Similarly the full amount of grants through the RANRTF and RANCCF paid to, or on behalf of applicants, will be paid in full.

Any increased costs or GST associated with providing you with loans and grants will be borne by the RANRTF and RANCCF.

Due to the nature of the RANRTF and RANCCF both funds operate in an income tax exempt environment.

While there have been significant operating cost increases in your holiday centres over the past three years these costs have been absorbed by the RANCCF, your tariffs have not been increased and the tariffs will not be increased this year.

However, with the tax reform the holiday centres are required to collect GST and remit it to the ATO.

Does the Holiday Centre make money from GST?

No. The tax is collected as part of the selling price (the tariff) and then passed on the ATO.
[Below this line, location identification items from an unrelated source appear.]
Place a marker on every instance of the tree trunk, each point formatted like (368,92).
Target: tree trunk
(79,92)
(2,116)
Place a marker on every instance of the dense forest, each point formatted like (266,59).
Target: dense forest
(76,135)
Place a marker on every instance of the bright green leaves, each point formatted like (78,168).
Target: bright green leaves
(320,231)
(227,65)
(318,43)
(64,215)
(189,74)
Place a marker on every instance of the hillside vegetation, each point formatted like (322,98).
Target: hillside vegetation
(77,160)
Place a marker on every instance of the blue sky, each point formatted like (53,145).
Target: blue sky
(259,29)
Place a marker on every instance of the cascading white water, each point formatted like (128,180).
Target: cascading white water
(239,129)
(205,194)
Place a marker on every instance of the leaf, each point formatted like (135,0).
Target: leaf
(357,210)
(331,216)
Being 100 per cent owned by the RANCCF the holiday centres have operated in an income tax and Wholesale Sales Tax (WST) exempt environment.

So removal of WST and other taxes will not necessarily result in reduced costs for your holiday centres.

While increased costs in your holiday centres associated with tax reform will be borne by the RANCCF you can be 100 per cent assured their will be no price exploitation in the holiday centres and that at any savings from tax reform will be passed to members.